Tudingan Ijazah Palsu
Informasi tersebut dibenarkan oleh salah satu tim kuasa hukum Roy Suryo, Petrus Selestinus. Menurutnya, Roy diamankan oleh penyidik Polda Metro Jaya sekitar pukul 07.00 WIB.
"Hari ini, Jumat 19 Juni 2026, pada sekira pukul 07.00, klien kami Roy Suryo Notodiprojo dikabarkan oleh istrinya telah ditangkap oleh penyidik Polda Metro Jaya. Pada saat yang bersamaan, kami juga mendapat info Tifauzia Tyassuma juga turut ditangkap," ujar Petrus.
Di sisi lain, tim hukum dr Tifa, Azis Yanuar, juga membenarkan bahwa kliennya dijemput aparat di apartemennya pada Jumat pagi sekitar pukul 06.47 WIB.
"Ya benar, ditangkap," kata Azis.
Petrus menyayangkan langkah penyidik yang menempuh upaya paksa terhadap Roy Suryo.
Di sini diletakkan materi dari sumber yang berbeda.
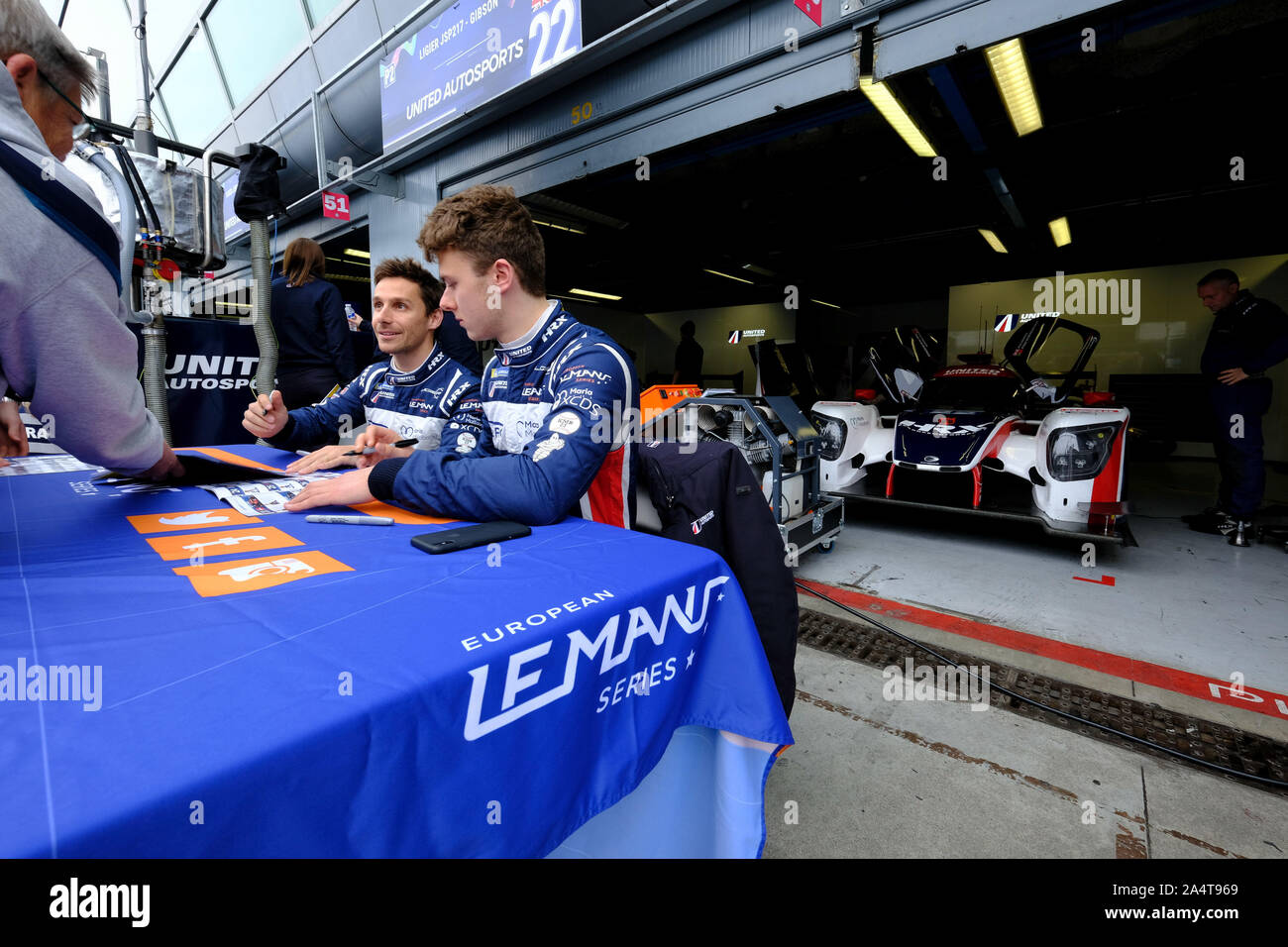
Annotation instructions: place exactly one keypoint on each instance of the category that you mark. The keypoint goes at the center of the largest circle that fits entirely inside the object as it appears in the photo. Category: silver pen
(351, 521)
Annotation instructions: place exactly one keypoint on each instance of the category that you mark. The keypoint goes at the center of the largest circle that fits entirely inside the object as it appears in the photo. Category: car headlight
(832, 433)
(1080, 454)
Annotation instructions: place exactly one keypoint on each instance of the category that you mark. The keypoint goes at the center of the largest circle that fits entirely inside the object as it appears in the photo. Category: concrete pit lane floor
(935, 779)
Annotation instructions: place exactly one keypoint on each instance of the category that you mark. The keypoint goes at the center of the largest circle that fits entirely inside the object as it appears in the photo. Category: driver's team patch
(262, 573)
(566, 423)
(546, 447)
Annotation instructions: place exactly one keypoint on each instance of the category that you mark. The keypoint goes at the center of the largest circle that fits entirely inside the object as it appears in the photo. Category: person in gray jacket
(63, 343)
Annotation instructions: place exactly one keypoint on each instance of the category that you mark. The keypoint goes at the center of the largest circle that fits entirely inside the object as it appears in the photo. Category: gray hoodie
(62, 342)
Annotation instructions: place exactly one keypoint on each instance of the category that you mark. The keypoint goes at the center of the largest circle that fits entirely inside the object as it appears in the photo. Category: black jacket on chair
(706, 493)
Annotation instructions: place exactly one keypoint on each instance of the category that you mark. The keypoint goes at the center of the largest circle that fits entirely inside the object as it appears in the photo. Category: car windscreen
(971, 393)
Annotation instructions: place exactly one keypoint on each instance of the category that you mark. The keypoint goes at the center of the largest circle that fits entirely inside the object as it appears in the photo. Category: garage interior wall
(1168, 339)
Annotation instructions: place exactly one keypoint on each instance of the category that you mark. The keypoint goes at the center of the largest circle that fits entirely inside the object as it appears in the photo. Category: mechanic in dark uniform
(688, 357)
(1248, 337)
(313, 350)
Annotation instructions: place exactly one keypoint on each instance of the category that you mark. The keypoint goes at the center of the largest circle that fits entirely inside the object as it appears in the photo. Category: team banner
(469, 54)
(207, 372)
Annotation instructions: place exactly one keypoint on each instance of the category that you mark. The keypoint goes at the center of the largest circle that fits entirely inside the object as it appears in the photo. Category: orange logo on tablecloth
(263, 573)
(191, 519)
(248, 540)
Menurutnya, selama proses penyidikan berjalan, kliennya bersikap kooperatif dengan memenuhi panggilan pemeriksaan hingga menjalani wajib lapor.
"Padahal klien kami selama ini kooperatif memenuhi panggilan penyidik bahkan selalu melaksanakan wajib lapor," ujarnya.
Ia juga menilai apabila penangkapan dilakukan dalam rangka proses tahap II atau setelah berkas perkara dinyatakan lengkap, penyidik seharusnya dapat menggunakan mekanisme pemanggilan biasa.
"Jika tindakan dimaksud adalah dalam rangka tahap dua atau sebagaimana dikabarkan berkas sudah lengkap, maka tindakan tersebut bisa dilakukan dengan melayangkan surat panggilan, bukan dengan upaya paksa melalui proses penangkapan," tambahnya.
Roy Suryo dan dr Tifa telah ditetapkan sebagai tersangka dalam kasus tudingan ijazah palsu Jokowi sejak November 2025. Setelah melalui proses penyidikan yang cukup panjang, Polda Metro Jaya pada 2 Juni 2026 menyatakan berkas perkara keduanya telah dinyatakan lengkap atau P21 oleh Kejaksaan Tinggi DKI Jakarta.
Direktur Reserse Kriminal Umum Polda Metro Jaya, Kombes Iman Imanuddin, saat itu mengatakan bahwa pihaknya bersiap melakukan pelimpahan tahap II ke kejaksaan.
"Alhamdulillah jaksa sampai dengan hari ini sudah menyatakan bahwa berkas perkara yang kami kirimkan ke Kejati DKI tidak memerlukan lagi pemenuhan atas kekurangan-kekurangan yang kemarin sudah kami penuhi," ujar Iman.
Sebelumnya, kuasa hukum Joko Widodo, Yakup Hasibuan, juga menyebut proses hukum kasus tersebut tinggal menunggu pelaksanaan tahap II, yakni penyerahan tersangka dan barang bukti dari penyidik kepada kejaksaan setelah berkas dinyatakan lengkap.
Yakup mengatakan kemungkinan pemanggilan maupun penahanan merupakan kewenangan penuh aparat penyidik.
"Kami tidak heran kalau sebentar lagi mungkin akan ada panggilan untuk Mas Roy untuk melakukan tahap 2 atau penahanan. Namun itu murni kewenangan penyidik," katanya.